CEC Theses and Dissertations

Date of Award


Document Type


Degree Name

Doctor of Philosophy in Information Systems (DISS)


Graduate School of Computer and Information Sciences


Laurie P. Dringus

Committee Member

Eric S Ackerman

Committee Member

Steven R Terrell


A critical factor of e-learning success is the e-learning readiness of the online user. However, there is a scarcity of studies on online instructors' e-learning readiness (E-Readiness) in an online learning environment. The purpose of this study was to evaluate whether there were correlations among online instructor E-Readiness dimensions and factors at the design and delivery stages that affect system outcomes. In this study, the DeLone and McLean model was used as a framework for research to test E-Readiness with the System Design stage (comprising System Quality, Information Quality, and Service Quality), System Delivery stage (comprising System Use, and User Satisfaction) and Net Benefits stage (comprising Net Benefits).

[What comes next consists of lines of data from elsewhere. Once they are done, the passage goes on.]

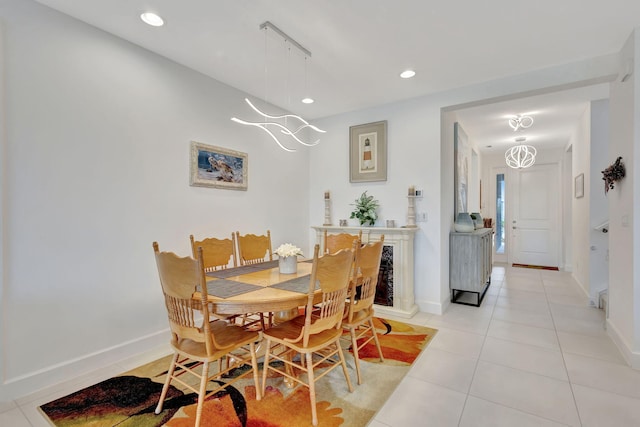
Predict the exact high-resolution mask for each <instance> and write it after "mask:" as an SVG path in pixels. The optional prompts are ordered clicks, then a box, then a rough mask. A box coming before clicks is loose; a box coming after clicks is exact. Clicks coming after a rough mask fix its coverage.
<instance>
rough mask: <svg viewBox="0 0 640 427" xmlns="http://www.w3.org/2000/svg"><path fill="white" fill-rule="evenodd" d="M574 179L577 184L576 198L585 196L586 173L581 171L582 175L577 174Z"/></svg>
mask: <svg viewBox="0 0 640 427" xmlns="http://www.w3.org/2000/svg"><path fill="white" fill-rule="evenodd" d="M574 181H575V182H574V184H575V185H574V190H573V191H574V195H575V197H576V199H579V198H580V197H584V174H583V173H581V174H580V175H578V176H576V178H575V180H574Z"/></svg>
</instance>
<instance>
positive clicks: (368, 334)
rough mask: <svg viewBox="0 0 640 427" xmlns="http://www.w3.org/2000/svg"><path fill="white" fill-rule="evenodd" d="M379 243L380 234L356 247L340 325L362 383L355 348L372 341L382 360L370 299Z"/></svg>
mask: <svg viewBox="0 0 640 427" xmlns="http://www.w3.org/2000/svg"><path fill="white" fill-rule="evenodd" d="M383 245H384V235H383V236H381V237H380V240H379V241H377V242H372V243H369V244H366V245H364V246H362V247H360V246H358V247H357V248H356V260H355V268H354V274H353V277H352V279H351V282H350V284H349V299H348V302H347V309H346V310H345V313H346V314H345V317H344V319H343V321H342V327H343V328H344V329H346V330H348V331H349V333H350V335H351V348H352V351H353V358H354V359H355V364H356V374H357V376H358V384H362V375H361V373H360V358H359V356H358V352H359V351H360V350H362V348H363V347H364V346H365V345H367V344H369V343H370V342H371V341H374V342H375V344H376V348H377V349H378V354H379V355H380V362H384V356H383V355H382V349H381V348H380V341H379V340H378V335H377V334H376V328H375V327H374V325H373V314H374V312H373V301H374V300H375V297H376V286H377V284H378V273H379V271H380V260H381V258H382V247H383Z"/></svg>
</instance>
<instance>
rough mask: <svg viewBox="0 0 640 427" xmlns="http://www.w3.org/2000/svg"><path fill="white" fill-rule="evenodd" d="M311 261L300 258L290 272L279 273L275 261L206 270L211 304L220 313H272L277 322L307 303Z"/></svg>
mask: <svg viewBox="0 0 640 427" xmlns="http://www.w3.org/2000/svg"><path fill="white" fill-rule="evenodd" d="M312 261H313V260H306V259H303V260H301V261H299V262H298V263H297V269H296V272H295V273H289V274H284V273H280V269H279V267H278V260H275V261H266V262H263V263H258V264H250V265H243V266H240V267H233V268H227V269H223V270H216V271H211V272H208V273H205V275H206V281H207V295H208V301H209V303H210V306H211V308H212V310H213V312H214V313H216V314H222V315H233V314H235V315H239V314H246V313H258V312H271V313H274V317H275V320H277V321H284V320H288V319H290V318H292V317H295V316H296V315H297V310H298V307H301V306H304V305H306V304H307V302H308V293H309V281H310V277H311V269H312V267H313V262H312ZM316 290H318V289H316ZM194 297H199V295H194Z"/></svg>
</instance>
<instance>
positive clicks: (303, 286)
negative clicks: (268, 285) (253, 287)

A total of 113 online instructors at a Caribbean university system completed a Web-based questionnaire containing previously validated and adapted items. The questions were answered using a five-point Likert scale and the survey results were analyzed using aggregates and linear regression statistical methods. The results revealed that the e-learning systems success score of the university was 4.07 out of 5 or 81.4%, while the E-Readiness score of online instructors was 4.53 out of 5, or 90.6%. Linear regression analysis showed that E-Readiness was a significant and positive predictor of the System Design, System Delivery, and System Outcome stages and their associated dimensions. The results of multiple linear regression analysis showed that the constructs together accounted for 42.2% of the variance in Net Benefits. Of the six predictors in the model, User Satisfaction provided the largest unique contribution when the other predictors in the model were held constant. The other predictors in the model (System Quality, Service Quality, Information Quality, System Use and E-Readiness) were not statistically significant and provided no significant or unique contribution to Net Benefits. Further information is provided regarding factors affecting net benefits among online instructors using online learning environments. This information can be used to address online instructors' barriers to technology use.